Während im Boom die Steuern stiegen, weil Boom war und viel Geld in die Staatskassen spülte, sei jetzt kein Geld für Steuersenkungen da, weil kein Boom mehr ist, erklärt Scholz zu den „schwindenden Spielräumen für Entlastungen“. Wie auch immer – die Herausnehmer werden mehr und besser versorgt, die Hineinzahler gerupft. Die Duldsamkeit der Bevölkerung ist das, worauf sich die Berliner Politik verlassen kann. Sozial ist es nicht – nur kurzsichtig. Die angebliche Sozialverträglichkeit führt nur in die Irre..

Vielleicht hilft ein Lehrsatz aus der Vergangenheit der sozialen Marktwirtschaft: „Sozial ist, was Arbeit schafft“.
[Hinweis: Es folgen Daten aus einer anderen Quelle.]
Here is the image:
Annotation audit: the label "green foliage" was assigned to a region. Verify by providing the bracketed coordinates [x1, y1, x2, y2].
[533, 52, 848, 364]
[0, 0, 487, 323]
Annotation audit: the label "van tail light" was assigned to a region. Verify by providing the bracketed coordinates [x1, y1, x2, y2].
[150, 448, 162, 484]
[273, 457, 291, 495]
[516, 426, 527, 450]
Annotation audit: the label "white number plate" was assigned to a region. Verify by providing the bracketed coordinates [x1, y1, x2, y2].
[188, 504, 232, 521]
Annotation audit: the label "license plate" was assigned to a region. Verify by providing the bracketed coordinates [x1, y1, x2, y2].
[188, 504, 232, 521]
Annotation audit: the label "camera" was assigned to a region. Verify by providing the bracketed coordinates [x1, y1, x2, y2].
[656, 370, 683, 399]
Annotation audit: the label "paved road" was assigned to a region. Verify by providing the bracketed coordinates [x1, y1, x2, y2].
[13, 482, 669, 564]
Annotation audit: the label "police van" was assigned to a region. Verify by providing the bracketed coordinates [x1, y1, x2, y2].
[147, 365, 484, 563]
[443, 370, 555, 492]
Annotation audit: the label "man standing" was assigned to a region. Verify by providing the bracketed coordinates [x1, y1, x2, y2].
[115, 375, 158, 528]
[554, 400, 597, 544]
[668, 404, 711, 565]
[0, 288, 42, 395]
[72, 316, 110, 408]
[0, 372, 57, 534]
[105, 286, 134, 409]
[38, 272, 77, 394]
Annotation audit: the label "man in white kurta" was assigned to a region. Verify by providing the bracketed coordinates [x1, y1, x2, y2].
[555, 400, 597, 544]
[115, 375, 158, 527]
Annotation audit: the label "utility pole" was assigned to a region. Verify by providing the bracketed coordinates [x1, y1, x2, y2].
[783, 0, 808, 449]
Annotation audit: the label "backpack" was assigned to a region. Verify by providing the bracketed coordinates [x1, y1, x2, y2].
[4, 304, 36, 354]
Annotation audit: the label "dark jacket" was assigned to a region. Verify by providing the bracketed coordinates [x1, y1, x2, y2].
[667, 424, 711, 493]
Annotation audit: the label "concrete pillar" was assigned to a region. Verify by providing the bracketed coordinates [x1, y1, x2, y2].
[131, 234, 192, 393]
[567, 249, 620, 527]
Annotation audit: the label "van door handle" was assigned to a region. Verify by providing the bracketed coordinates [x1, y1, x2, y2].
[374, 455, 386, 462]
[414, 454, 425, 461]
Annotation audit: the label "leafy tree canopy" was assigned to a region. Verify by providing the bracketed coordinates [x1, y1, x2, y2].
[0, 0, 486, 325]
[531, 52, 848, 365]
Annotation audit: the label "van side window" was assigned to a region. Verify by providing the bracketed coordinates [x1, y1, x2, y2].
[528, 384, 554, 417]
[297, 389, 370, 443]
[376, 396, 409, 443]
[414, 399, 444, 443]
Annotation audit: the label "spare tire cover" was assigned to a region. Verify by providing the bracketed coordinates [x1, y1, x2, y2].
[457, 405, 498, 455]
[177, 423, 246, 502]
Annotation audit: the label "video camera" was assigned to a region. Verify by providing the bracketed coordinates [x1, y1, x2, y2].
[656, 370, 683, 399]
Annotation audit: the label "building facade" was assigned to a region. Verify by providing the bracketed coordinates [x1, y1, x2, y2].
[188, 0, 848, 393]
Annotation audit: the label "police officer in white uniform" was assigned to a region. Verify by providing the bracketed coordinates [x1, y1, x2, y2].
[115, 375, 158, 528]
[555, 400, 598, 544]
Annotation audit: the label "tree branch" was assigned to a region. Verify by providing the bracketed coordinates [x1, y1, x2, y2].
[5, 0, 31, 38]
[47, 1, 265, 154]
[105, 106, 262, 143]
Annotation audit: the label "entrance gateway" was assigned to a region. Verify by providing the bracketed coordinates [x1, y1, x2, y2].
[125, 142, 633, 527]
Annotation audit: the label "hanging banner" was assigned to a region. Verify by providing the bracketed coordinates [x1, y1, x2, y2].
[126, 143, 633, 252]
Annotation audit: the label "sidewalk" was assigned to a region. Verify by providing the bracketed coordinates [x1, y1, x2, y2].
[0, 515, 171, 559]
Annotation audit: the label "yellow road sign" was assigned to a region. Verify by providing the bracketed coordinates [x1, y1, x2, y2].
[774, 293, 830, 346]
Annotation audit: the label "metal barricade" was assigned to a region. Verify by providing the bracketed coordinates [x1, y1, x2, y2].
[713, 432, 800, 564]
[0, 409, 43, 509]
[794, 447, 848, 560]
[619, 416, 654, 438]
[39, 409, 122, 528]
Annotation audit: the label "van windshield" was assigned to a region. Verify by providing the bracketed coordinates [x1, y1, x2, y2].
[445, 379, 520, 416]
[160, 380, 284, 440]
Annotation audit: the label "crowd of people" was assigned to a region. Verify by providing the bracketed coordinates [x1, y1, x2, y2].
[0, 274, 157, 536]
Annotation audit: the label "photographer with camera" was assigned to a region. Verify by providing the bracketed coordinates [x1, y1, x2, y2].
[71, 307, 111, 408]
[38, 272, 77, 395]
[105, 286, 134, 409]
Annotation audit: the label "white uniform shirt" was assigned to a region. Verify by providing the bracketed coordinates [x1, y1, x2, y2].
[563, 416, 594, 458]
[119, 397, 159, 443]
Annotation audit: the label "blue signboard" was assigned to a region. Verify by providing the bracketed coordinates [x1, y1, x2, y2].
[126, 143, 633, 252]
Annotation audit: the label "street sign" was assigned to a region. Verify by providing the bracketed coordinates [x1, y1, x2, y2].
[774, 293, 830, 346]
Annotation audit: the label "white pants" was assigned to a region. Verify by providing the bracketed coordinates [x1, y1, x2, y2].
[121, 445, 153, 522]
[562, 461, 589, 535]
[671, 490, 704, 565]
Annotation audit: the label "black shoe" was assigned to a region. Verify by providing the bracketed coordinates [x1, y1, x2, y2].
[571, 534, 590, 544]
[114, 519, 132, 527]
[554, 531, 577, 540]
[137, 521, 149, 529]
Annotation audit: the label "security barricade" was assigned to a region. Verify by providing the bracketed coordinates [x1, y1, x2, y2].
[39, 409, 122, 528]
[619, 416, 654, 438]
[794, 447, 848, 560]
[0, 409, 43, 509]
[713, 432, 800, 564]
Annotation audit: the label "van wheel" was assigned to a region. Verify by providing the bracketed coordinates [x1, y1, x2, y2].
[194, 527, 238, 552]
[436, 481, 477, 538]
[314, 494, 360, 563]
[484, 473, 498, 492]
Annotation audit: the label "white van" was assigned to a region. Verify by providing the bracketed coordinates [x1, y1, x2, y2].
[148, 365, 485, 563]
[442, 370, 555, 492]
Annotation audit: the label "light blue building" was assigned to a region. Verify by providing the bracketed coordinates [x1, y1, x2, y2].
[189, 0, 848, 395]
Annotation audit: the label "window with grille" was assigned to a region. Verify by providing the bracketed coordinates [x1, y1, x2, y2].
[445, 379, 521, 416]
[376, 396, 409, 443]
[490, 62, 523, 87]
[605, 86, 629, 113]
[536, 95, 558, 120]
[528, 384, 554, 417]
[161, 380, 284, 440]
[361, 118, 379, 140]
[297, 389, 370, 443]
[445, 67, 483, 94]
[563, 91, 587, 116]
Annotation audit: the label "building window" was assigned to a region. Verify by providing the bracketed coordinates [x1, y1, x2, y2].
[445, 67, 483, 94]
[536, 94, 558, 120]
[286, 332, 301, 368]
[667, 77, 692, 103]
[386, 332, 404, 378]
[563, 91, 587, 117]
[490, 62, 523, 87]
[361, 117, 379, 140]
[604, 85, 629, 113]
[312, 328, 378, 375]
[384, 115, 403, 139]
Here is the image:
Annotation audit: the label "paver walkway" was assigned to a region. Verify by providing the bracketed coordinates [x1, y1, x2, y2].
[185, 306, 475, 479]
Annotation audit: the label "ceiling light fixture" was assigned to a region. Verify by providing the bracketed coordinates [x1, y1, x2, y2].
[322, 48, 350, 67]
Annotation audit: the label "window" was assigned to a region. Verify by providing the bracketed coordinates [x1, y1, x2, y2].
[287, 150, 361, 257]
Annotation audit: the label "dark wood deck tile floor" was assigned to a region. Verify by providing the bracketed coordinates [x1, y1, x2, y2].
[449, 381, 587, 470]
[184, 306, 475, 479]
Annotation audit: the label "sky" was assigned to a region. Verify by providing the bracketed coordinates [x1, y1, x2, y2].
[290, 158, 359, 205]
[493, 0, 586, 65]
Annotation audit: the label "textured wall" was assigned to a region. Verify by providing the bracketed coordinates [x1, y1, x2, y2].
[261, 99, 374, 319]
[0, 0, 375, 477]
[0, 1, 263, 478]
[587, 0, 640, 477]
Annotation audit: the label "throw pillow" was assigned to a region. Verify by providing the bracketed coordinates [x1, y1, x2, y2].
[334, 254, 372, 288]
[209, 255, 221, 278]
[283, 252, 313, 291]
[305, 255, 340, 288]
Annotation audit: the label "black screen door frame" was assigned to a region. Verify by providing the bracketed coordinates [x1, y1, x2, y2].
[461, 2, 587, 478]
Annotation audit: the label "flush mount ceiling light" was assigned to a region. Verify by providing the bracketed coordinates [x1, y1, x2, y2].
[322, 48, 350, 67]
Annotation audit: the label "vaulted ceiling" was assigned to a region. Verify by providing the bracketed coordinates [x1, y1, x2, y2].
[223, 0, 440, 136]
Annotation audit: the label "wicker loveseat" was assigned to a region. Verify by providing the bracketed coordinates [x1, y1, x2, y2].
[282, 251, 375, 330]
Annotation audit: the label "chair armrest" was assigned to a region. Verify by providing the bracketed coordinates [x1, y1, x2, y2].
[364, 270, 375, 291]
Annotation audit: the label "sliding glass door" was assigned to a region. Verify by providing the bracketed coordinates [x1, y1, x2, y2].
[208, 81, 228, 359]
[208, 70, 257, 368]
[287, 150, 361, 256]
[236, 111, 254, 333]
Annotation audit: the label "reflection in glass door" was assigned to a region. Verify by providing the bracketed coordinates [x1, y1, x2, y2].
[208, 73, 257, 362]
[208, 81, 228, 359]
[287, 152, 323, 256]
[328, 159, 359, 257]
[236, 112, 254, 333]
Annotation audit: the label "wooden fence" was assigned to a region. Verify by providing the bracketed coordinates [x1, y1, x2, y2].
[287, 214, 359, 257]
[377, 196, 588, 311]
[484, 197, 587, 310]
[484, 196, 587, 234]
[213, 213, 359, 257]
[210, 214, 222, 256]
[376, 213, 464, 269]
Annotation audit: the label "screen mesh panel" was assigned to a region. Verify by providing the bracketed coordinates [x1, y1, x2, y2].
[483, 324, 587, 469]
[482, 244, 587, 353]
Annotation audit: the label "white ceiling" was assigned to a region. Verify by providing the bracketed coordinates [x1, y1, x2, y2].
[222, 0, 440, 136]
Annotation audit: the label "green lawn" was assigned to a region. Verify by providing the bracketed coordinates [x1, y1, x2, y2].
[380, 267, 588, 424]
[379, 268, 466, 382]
Dazu ist dieser Bundesregierung noch nicht die geringste Idee gekommen. Nur ein Wust von Bürokratie und unnötigen Gesetzen wie die Datenschutzgrundverordnung. Ein ausufernder Staatsapparat, der immer mehr Bereiche behindert und blockiert wie die Automobilindustrie, verstaatlicht wie im Energiesektor, oder gleich ganz verbietet wie in den modernen Lebenswissenschaften. Man hat ja den Eindruck: Wirtschaft stört. Je zukunftsfähiger, umso gefährlicher. Heute müsste man ergänzen: „Sozial ist, was hochwertige Arbeit mit entsprechend hohen Löhnen schafft.“ Darüber entscheiden aber weder ein Ministerium noch eine Mindestlohn-Kommission, sondern die Marktteilnehmer: Arbeitgeber und Arbeitnehmer, Produzenten und Verbraucher. Die Politik soll sie dabei nicht behindern.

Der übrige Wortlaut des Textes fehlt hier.